# Cimeira de Copenhaga sobre alterações climáticas



## Gerofil (7 Dez 2009 às 12:56)

*Filme sobre consequência das alterações climáticas marca início dos trabalhos em Copenhaga *

[ame="http://www.youtube.com/watch?v=NVGGgncVq-4&feature=player_embedded"]YouTube- Please help the world - COP15 opening film[/ame]
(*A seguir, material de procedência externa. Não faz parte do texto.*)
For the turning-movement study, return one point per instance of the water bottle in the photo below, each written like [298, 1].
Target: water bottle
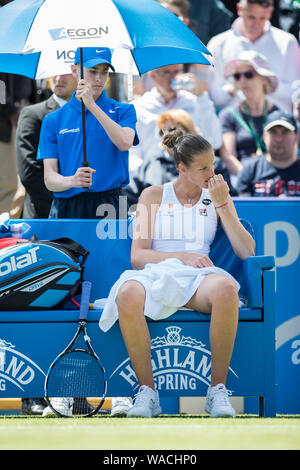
[8, 229]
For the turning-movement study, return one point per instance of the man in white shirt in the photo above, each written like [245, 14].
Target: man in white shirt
[252, 30]
[165, 96]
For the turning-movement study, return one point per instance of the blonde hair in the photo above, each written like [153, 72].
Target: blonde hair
[180, 118]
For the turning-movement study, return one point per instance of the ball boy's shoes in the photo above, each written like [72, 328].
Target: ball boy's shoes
[120, 406]
[146, 404]
[217, 402]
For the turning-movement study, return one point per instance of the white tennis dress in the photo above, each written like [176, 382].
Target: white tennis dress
[170, 284]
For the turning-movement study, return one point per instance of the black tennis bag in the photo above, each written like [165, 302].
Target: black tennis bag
[40, 275]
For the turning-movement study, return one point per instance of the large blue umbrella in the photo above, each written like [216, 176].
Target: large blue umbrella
[38, 38]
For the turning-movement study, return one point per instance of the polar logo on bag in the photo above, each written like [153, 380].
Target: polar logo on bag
[18, 262]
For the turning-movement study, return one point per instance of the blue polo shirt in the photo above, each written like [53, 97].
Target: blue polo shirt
[61, 138]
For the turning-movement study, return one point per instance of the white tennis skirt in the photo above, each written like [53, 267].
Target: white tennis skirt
[169, 285]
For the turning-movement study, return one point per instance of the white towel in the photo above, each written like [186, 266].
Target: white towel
[169, 285]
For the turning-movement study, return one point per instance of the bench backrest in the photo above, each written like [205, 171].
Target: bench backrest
[109, 244]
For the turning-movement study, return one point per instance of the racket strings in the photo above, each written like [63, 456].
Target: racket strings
[77, 376]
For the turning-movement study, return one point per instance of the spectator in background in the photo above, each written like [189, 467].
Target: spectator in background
[278, 172]
[164, 96]
[253, 30]
[209, 18]
[17, 92]
[38, 198]
[243, 124]
[162, 168]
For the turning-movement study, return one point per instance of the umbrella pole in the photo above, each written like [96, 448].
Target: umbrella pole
[85, 162]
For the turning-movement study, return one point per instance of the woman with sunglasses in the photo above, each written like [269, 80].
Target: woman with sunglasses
[242, 125]
[162, 168]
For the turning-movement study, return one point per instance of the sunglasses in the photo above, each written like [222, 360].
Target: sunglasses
[248, 74]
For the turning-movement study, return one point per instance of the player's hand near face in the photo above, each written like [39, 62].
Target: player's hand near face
[218, 190]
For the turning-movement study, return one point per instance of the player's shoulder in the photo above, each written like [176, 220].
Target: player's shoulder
[152, 194]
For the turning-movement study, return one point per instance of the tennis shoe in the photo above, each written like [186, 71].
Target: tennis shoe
[120, 406]
[63, 405]
[146, 404]
[217, 402]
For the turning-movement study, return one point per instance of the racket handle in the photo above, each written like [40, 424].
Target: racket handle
[85, 298]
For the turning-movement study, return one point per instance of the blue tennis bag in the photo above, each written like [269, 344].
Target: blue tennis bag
[40, 275]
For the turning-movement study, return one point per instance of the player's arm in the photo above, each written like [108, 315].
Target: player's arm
[141, 251]
[56, 182]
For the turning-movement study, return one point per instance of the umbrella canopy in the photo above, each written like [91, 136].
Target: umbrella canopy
[44, 34]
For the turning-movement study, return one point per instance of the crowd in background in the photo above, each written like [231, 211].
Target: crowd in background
[247, 106]
[256, 73]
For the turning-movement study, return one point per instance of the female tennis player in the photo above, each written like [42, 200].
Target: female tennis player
[175, 226]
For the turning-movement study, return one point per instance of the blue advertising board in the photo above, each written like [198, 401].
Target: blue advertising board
[276, 223]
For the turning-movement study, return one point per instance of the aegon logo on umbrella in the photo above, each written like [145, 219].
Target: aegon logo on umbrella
[63, 33]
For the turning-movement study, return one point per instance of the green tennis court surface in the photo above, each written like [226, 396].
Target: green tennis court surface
[167, 432]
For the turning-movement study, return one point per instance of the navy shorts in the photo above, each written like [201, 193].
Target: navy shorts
[91, 205]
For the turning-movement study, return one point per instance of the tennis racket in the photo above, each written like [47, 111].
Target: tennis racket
[77, 372]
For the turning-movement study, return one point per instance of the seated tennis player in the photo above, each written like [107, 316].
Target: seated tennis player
[175, 226]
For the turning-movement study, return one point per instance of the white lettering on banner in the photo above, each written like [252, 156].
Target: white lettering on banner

Em Copenhaga já começaram os trabalhos da maior conferência de toda a história sobre o clima. Na abertura os milhares de participantes de 192 países assistiram a um filme que mostrou as consequências catastróficas do aquecimento do planeta. 
O filme mostra uma criança a dormir tranquilamente numa cama abraçada a um urso de peluche branco, mas quando acorda a menina está no meio de um deserto sob um sol abrasador. Logo depois aparecem ondas gigantes, descontroladas, cortadas no filme pelas imagens de Desmond Tutu e de Ban Ki-Moon, que apelam a todos os líderes para que seja alcançado um acordo em Copenhaga, a única forma de evitar que o filme se torne numa inevitável realidade.
No discurso de abertura o primeiro-ministro dinamarquês, Lars Rasmussen, considerou mesmo que esta conferência é depositária das «esperanças da humanidade», desafiando os 192 chefes de Estado e de Governo presentes na cimeira a conseguirem um acordo justo, aceitável para todos mas que seja acima de tudo eficaz e operacional. 
Em Copenhaga discursou também o Nobel Rajendra Pachauri, presidente do painel intergovernamental para as alterações climáticas, que previu que se não for alcançado um compromisso sério, o caos climático vai traduzir-se em centenas de milhões de refugiados. Também o responsável da ONU pelo clima sublinhou que esta conferência só vai ser um sucesso se começarem imediatamente a ser tomadas medidas que sejam exequiveis. Yvo de Boer lembrou ainda que os países em desenvolvimento esperam desesperadamente por acções rápidas e por linhas de orientação concretas.

Fonte: TSF


----------



## irpsit (7 Dez 2009 às 15:52)

Apesar o simbólico, as mudanças climáticas nunca serão assim. Aliás a cena da cheia parece-me mais hollywood que outra coisa.
No entanto, as mudanças devem ser agonizantes lentas, enquanto o clima vai degradando e a civilização provavelmente sofrendo uma série de mini-colapsos ou mini-crises (se é que não há nenhuma guerra causada pelos recursos)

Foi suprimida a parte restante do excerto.